1. X-ray examination is mainly based on X-ray examination. When the pneumothorax is seen, the external thoracic gas is too light, no lung texture, and the inside of the compressed lung forms a clear edge. When the pneumothorax is high, the mediastinum can be seen. The lateral displacement, the ipsilateral diaphragm is low, and the mediastinal emphysema shows a transparent gas shadow on the periphery of the heart. The lateral position is between the heart and the sternum, and the thymus can be raised by the upper mediastinum. It can be a sail-like shadow. When the pericardium accumulates, the heart is contracted, and the pericardial cavity is visible. The outside of the heart is covered with a layer of shadow. When the pneumoperitoneum is seen, the underarm is formed. It needs to be identified according to the clinical and digestive tract perforation. Emphysema can be seen in the narrow strip of light transmission from the hilar to the trachea, the blood vessel is distributed.
2. Transillumination can not be moved by critically ill children, and can be transparently illuminated by cold light source to determine the air leakage site, which is convenient for puncture and decompression.

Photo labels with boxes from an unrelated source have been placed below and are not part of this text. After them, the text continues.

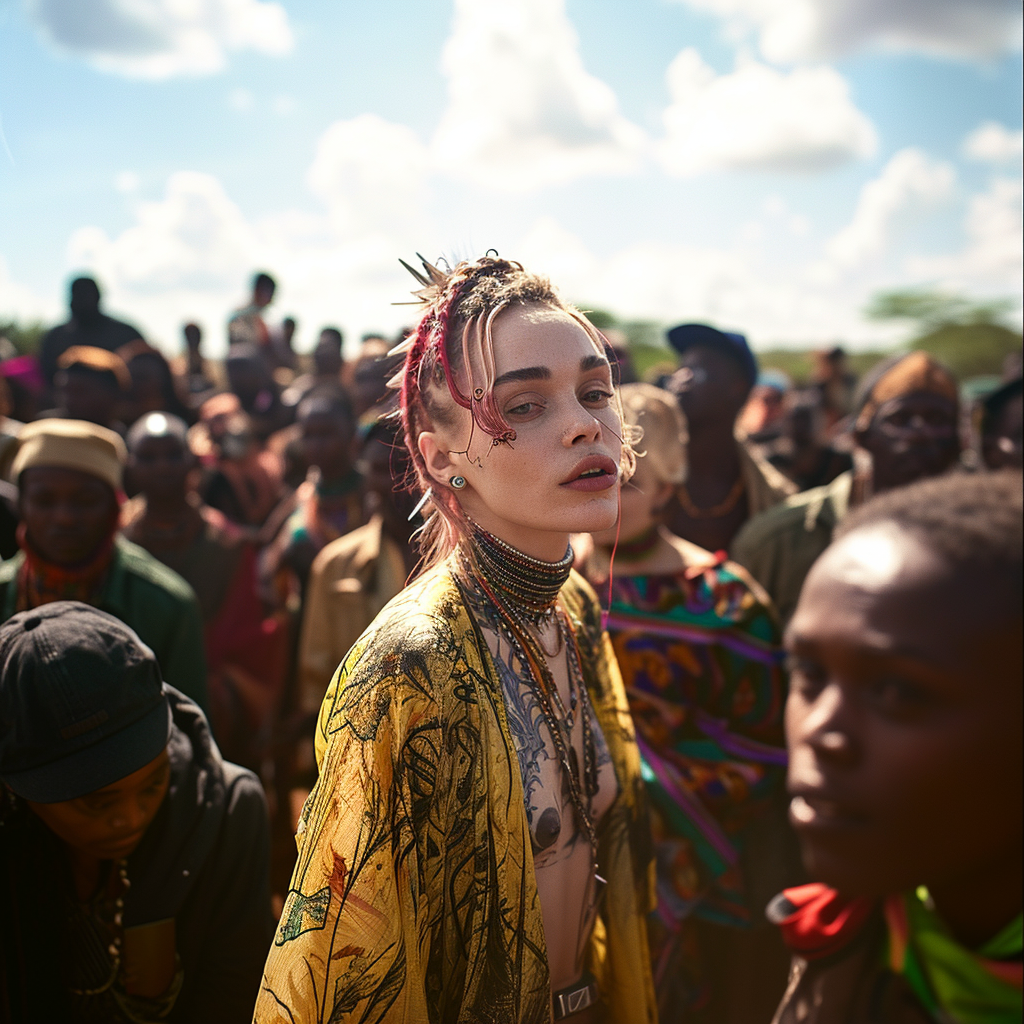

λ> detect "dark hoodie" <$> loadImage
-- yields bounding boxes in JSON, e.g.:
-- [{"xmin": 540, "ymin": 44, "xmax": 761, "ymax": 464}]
[{"xmin": 0, "ymin": 686, "xmax": 273, "ymax": 1024}]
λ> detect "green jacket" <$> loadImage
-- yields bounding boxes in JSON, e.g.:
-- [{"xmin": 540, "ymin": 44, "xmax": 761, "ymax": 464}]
[
  {"xmin": 0, "ymin": 537, "xmax": 207, "ymax": 711},
  {"xmin": 729, "ymin": 472, "xmax": 853, "ymax": 627}
]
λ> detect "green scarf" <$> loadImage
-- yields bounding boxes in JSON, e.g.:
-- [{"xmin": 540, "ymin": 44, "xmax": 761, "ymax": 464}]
[{"xmin": 885, "ymin": 887, "xmax": 1024, "ymax": 1024}]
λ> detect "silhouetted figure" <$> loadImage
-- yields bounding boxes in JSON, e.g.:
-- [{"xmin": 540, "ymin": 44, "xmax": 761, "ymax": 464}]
[
  {"xmin": 263, "ymin": 385, "xmax": 364, "ymax": 606},
  {"xmin": 39, "ymin": 278, "xmax": 142, "ymax": 387},
  {"xmin": 731, "ymin": 351, "xmax": 961, "ymax": 623},
  {"xmin": 227, "ymin": 271, "xmax": 278, "ymax": 359},
  {"xmin": 181, "ymin": 324, "xmax": 216, "ymax": 399},
  {"xmin": 981, "ymin": 377, "xmax": 1024, "ymax": 469},
  {"xmin": 44, "ymin": 345, "xmax": 131, "ymax": 434}
]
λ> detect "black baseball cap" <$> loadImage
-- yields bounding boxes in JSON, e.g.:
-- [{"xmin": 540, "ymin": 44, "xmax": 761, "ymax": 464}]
[
  {"xmin": 0, "ymin": 601, "xmax": 171, "ymax": 804},
  {"xmin": 668, "ymin": 324, "xmax": 758, "ymax": 387}
]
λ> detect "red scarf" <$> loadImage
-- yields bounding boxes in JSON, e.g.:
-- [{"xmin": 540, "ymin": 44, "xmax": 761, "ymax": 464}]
[{"xmin": 17, "ymin": 515, "xmax": 118, "ymax": 611}]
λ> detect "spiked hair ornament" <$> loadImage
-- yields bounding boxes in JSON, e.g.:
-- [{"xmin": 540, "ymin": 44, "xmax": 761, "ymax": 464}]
[{"xmin": 388, "ymin": 253, "xmax": 522, "ymax": 445}]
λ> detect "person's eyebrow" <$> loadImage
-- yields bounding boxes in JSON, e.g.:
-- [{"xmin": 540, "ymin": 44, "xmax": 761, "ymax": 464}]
[
  {"xmin": 783, "ymin": 632, "xmax": 941, "ymax": 668},
  {"xmin": 580, "ymin": 354, "xmax": 611, "ymax": 374},
  {"xmin": 494, "ymin": 367, "xmax": 551, "ymax": 387}
]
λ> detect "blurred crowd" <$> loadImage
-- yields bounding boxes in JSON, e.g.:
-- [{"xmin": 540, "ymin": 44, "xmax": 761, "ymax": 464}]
[{"xmin": 0, "ymin": 273, "xmax": 1022, "ymax": 1021}]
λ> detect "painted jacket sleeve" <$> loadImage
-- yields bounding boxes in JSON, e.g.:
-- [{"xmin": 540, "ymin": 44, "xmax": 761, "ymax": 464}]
[{"xmin": 254, "ymin": 610, "xmax": 444, "ymax": 1024}]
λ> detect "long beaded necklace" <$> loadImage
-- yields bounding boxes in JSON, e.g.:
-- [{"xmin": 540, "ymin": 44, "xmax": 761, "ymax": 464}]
[
  {"xmin": 71, "ymin": 860, "xmax": 131, "ymax": 995},
  {"xmin": 459, "ymin": 523, "xmax": 597, "ymax": 851}
]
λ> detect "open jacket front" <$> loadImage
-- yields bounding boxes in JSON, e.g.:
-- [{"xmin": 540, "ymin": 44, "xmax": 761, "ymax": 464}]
[{"xmin": 255, "ymin": 561, "xmax": 655, "ymax": 1024}]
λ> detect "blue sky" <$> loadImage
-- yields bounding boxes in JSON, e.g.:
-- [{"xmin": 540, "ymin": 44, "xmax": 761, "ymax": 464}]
[{"xmin": 0, "ymin": 0, "xmax": 1022, "ymax": 350}]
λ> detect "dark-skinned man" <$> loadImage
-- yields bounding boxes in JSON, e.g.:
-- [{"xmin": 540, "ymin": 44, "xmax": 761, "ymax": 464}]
[
  {"xmin": 666, "ymin": 324, "xmax": 796, "ymax": 551},
  {"xmin": 0, "ymin": 601, "xmax": 272, "ymax": 1024},
  {"xmin": 0, "ymin": 420, "xmax": 206, "ymax": 708},
  {"xmin": 769, "ymin": 470, "xmax": 1024, "ymax": 1024},
  {"xmin": 731, "ymin": 351, "xmax": 961, "ymax": 623},
  {"xmin": 39, "ymin": 278, "xmax": 142, "ymax": 387}
]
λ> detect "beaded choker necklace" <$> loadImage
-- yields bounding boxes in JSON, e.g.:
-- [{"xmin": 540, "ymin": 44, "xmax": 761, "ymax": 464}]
[{"xmin": 472, "ymin": 523, "xmax": 573, "ymax": 627}]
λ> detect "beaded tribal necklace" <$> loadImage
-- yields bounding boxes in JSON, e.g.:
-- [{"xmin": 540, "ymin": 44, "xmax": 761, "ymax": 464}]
[
  {"xmin": 459, "ymin": 523, "xmax": 598, "ymax": 851},
  {"xmin": 472, "ymin": 523, "xmax": 573, "ymax": 629}
]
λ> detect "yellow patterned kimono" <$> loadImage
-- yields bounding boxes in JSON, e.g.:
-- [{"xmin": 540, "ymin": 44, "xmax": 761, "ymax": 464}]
[{"xmin": 254, "ymin": 562, "xmax": 655, "ymax": 1024}]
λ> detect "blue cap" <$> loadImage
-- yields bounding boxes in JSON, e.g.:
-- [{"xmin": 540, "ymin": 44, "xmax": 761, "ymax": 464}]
[
  {"xmin": 0, "ymin": 601, "xmax": 171, "ymax": 804},
  {"xmin": 669, "ymin": 324, "xmax": 758, "ymax": 387}
]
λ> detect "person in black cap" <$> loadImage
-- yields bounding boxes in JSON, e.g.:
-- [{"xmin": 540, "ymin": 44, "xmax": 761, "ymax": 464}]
[
  {"xmin": 0, "ymin": 601, "xmax": 271, "ymax": 1024},
  {"xmin": 666, "ymin": 324, "xmax": 796, "ymax": 551}
]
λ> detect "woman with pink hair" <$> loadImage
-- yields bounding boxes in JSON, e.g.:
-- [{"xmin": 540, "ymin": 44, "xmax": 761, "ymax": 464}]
[{"xmin": 255, "ymin": 256, "xmax": 655, "ymax": 1024}]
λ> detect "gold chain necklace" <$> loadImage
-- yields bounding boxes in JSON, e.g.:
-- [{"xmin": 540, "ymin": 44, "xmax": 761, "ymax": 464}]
[{"xmin": 676, "ymin": 473, "xmax": 746, "ymax": 519}]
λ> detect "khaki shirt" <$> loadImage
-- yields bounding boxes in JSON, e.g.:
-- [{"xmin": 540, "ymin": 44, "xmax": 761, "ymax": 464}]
[
  {"xmin": 736, "ymin": 439, "xmax": 797, "ymax": 519},
  {"xmin": 729, "ymin": 472, "xmax": 853, "ymax": 626}
]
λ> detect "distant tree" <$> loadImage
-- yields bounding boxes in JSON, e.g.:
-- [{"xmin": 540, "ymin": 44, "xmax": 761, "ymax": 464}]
[{"xmin": 864, "ymin": 290, "xmax": 1021, "ymax": 380}]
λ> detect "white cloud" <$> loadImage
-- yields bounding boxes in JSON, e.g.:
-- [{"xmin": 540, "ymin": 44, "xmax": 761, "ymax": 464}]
[
  {"xmin": 306, "ymin": 114, "xmax": 429, "ymax": 234},
  {"xmin": 433, "ymin": 0, "xmax": 644, "ymax": 190},
  {"xmin": 825, "ymin": 147, "xmax": 955, "ymax": 269},
  {"xmin": 911, "ymin": 177, "xmax": 1024, "ymax": 297},
  {"xmin": 28, "ymin": 0, "xmax": 293, "ymax": 79},
  {"xmin": 0, "ymin": 255, "xmax": 60, "ymax": 324},
  {"xmin": 114, "ymin": 171, "xmax": 140, "ymax": 195},
  {"xmin": 62, "ymin": 122, "xmax": 436, "ymax": 354},
  {"xmin": 681, "ymin": 0, "xmax": 1021, "ymax": 62},
  {"xmin": 964, "ymin": 121, "xmax": 1024, "ymax": 164},
  {"xmin": 658, "ymin": 47, "xmax": 877, "ymax": 175},
  {"xmin": 227, "ymin": 86, "xmax": 256, "ymax": 114},
  {"xmin": 516, "ymin": 218, "xmax": 905, "ymax": 346}
]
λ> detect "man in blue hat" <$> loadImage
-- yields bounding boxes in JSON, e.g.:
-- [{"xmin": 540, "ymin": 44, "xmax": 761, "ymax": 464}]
[
  {"xmin": 0, "ymin": 601, "xmax": 271, "ymax": 1024},
  {"xmin": 666, "ymin": 324, "xmax": 796, "ymax": 551}
]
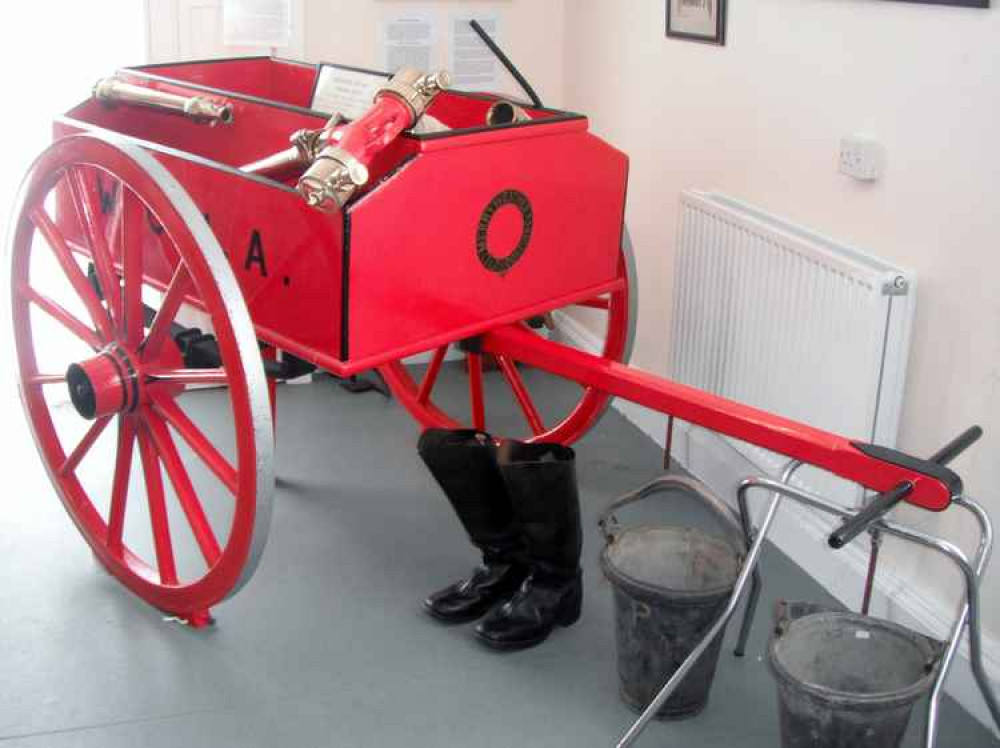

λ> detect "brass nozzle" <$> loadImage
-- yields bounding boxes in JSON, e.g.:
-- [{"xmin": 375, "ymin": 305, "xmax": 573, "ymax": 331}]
[
  {"xmin": 298, "ymin": 145, "xmax": 376, "ymax": 211},
  {"xmin": 94, "ymin": 76, "xmax": 233, "ymax": 125}
]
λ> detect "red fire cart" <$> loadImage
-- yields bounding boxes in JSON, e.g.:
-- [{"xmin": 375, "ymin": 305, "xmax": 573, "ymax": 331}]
[{"xmin": 10, "ymin": 48, "xmax": 995, "ymax": 748}]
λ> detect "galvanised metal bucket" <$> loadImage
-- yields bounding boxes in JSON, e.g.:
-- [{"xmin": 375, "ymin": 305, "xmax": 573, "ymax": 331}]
[
  {"xmin": 601, "ymin": 481, "xmax": 745, "ymax": 719},
  {"xmin": 768, "ymin": 603, "xmax": 943, "ymax": 748}
]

3. Ultrasound examination Ultrasound can assist in the diagnosis of atypical mediastinal emphysema, and can be used to identify medial pneumothorax and mediastinal emphysema.
4. Endoscopic examination of cervical mediastinal emphysema can be used for urgency endoscopy to assist diagnosis and treatment.
Diagnosis
Diagnosis and diagnosis of neonatal lung leak
diagnosis
According to the medical history, clinical symptoms and signs plus X-ray examination can be diagnosed.
Differential diagnosis
Gastric abdomen can be seen under the axillary gas, need to be differentiated according to clinical manifestations and gastrointestinal perforation, pay attention to the identification of respiratory distress syndrome.